Dinslaken/Hünxe. Staatsanwalt geht von heimtückischem gemeinschaftlichen Mord aus. Dagmar E. wurde erstickt und in Unterwäsche im Wald vergraben. Ging es um 6000 Euro?

Als einzigen Verwandten gab Dagmar E. in ihrem Facebook-Profil ihren Sohn Alexander an. Er wohnte bei ihr, sie bezahlte ihm eine Ausbildung. Nun gestand der 24-Jährige, maßgeblich am Tod seiner Mutter beteiligt gewesen zu sein. Er war es, der die Ermittler zu ihrem Grab im Hünxer Wald nahe der Schwarzen Heide führte. Die Kripo Duisburg hat den Sohn und drei Freunde – drei Brüder (24, 20 und 18 Jahre) – festgenommen. Staatsanwalt Alexander Bayer geht von einem gemeinschaftlichen Mord aus Heimtücke aus. Offenbar ging es um 6000 Euro.

„Sehr emotionslos“

Dagmar E., die am 30. September 2014 zuletzt lebend gesehen wurde, wurde offenbar in ihrer Wohnung erwürgt. Als sie gefunden wurde, trug sie nur ihre Unterwäsche. Wer in welcher Form an der Tat beteiligt war, muss noch geklärt werden.
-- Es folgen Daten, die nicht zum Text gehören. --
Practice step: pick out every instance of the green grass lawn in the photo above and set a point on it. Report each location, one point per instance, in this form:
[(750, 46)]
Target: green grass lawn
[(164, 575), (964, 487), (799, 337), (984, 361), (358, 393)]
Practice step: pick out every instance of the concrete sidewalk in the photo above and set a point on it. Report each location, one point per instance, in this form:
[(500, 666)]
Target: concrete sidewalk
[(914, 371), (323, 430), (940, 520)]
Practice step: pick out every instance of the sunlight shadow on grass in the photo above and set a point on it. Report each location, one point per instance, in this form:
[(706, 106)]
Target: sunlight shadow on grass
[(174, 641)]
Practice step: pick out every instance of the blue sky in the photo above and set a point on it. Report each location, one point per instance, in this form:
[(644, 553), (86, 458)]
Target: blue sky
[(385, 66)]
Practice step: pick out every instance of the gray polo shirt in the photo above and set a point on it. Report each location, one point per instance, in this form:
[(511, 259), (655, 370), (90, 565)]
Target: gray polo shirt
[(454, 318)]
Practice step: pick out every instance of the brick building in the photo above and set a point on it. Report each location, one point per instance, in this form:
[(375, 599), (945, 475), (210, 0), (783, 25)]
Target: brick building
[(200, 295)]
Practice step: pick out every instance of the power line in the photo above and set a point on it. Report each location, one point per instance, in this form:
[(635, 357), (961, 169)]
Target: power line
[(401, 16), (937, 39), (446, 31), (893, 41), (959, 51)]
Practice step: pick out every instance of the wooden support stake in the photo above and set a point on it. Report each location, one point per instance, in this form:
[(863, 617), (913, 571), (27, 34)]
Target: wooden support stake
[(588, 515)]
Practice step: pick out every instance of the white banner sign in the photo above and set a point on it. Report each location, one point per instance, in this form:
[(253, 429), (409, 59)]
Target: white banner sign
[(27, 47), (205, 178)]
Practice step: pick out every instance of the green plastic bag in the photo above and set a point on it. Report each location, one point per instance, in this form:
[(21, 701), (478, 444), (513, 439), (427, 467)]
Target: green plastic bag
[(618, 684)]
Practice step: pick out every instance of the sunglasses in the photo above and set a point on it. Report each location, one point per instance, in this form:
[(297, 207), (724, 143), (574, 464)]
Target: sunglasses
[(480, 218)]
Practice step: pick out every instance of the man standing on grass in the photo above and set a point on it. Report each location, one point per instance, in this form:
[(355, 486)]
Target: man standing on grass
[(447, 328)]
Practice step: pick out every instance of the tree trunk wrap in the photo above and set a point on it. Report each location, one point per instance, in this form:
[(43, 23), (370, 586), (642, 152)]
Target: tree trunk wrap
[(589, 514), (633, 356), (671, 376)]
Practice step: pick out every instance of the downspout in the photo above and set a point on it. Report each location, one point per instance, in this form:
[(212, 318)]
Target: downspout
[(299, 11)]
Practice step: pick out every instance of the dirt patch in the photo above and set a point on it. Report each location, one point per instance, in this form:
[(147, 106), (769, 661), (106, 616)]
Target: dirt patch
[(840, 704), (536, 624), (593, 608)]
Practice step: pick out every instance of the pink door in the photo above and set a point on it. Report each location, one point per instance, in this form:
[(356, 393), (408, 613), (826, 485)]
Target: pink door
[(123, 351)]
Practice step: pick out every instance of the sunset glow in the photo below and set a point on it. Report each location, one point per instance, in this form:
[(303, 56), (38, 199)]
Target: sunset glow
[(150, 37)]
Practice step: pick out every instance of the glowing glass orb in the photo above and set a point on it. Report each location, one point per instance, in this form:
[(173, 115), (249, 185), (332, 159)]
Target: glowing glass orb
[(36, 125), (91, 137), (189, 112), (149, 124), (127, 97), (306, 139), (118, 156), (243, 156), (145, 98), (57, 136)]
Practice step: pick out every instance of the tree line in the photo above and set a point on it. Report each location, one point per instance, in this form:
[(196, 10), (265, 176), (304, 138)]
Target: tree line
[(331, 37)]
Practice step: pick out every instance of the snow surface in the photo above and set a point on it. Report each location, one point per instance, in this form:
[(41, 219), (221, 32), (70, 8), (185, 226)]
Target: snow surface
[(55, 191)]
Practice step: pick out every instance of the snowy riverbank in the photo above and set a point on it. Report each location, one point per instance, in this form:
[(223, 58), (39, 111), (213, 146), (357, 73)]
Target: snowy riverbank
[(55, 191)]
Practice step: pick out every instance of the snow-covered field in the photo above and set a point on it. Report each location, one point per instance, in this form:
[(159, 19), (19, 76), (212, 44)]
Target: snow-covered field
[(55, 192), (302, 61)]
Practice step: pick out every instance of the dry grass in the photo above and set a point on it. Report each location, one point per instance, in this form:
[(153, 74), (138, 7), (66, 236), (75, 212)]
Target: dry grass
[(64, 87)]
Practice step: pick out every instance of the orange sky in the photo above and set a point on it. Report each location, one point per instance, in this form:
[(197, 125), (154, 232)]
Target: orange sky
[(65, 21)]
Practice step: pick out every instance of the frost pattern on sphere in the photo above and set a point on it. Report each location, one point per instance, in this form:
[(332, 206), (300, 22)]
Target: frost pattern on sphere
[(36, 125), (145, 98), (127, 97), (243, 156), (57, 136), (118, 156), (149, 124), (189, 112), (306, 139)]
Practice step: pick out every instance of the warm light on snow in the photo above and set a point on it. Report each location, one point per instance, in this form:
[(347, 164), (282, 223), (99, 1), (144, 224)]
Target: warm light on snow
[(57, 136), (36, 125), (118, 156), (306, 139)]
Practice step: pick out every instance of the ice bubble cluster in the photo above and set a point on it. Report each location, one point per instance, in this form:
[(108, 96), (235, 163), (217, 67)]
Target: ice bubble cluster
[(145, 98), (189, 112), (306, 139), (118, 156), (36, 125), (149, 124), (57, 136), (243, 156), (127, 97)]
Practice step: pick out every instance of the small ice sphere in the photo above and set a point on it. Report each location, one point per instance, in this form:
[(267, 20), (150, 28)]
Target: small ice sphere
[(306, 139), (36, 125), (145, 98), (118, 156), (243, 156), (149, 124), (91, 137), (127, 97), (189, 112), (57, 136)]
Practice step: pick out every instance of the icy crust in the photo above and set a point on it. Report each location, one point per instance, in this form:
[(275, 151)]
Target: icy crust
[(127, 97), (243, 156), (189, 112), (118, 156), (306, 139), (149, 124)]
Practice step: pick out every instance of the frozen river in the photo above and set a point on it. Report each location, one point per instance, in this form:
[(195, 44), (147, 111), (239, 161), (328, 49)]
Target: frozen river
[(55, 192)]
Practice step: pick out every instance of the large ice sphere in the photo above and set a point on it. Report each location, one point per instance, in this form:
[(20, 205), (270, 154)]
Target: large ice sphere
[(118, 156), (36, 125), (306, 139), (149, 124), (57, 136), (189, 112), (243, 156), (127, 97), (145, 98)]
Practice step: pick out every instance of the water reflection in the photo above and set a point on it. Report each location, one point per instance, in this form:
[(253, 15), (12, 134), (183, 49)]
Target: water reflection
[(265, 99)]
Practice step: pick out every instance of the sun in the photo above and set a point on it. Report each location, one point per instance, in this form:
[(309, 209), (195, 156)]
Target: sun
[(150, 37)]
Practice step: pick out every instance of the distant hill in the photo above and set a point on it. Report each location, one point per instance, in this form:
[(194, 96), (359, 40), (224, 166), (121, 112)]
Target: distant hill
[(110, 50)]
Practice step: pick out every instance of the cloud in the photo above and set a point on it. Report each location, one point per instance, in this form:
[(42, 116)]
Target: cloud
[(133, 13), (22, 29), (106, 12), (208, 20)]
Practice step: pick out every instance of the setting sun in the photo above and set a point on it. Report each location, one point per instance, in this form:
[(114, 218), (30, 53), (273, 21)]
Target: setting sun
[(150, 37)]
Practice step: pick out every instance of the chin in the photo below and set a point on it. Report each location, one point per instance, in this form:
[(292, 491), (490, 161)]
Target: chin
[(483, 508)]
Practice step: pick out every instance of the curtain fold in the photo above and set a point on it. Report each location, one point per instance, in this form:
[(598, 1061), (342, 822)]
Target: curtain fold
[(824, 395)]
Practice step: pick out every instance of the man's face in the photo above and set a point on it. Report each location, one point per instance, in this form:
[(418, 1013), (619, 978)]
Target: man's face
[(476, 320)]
„Ich nehme die Schuld auf mich, aber lasst meine Brüder in Ruhe.“ Das sagte der Sohn bei der Polizei. Informationen, nach denen der 24-jährige autistische Züge aufweise, konnte die Polizei gestern nicht bestätigen. Der Verdächtige werde dahingehend untersucht. Allerdings kam er den Ermittlern „komisch vor.“ Ulrich Werner, Leiter der Mordkommission, bezeichnet ihn als „sehr emotionslos“. Alexander habe „Wesenszüge, die ungewöhnlich sind“ und „keine sozialen Kontakte“ – außer den drei Freunden, die er als seine Brüder bezeichnet.

Den ältesten der drei in Dinslaken lebenden Brüder hatte Alexander vor acht Jahren im Berufskolleg Dinslaken kennen gelernt. Der Vater der Brüder betreibt eine Trinkhalle in Wesel, die zuletzt zweimal ausgeraubt wurde. Weil die Familie nicht versichert war, lieh Dagmar E. dem ältesten Bruder im vergangenen Jahr 6000 Euro. Weil der 24-Jährige das Geld nicht zurückzahlte, bestellte ihn Dagmar E. für den 30. September 2014, den Tag ihres Verschwindens, in ihre Wohnung. Sollte die Rückzahlung nicht geregelt werden, drohte sie, zur Polizei zu gehen. Denn die 58-Jährige lebte offenbar über ihre Verhältnisse, hatte Geldsorgen: Sie konnte die Autoreparatur und die Wasserrechnung nicht bezahlen.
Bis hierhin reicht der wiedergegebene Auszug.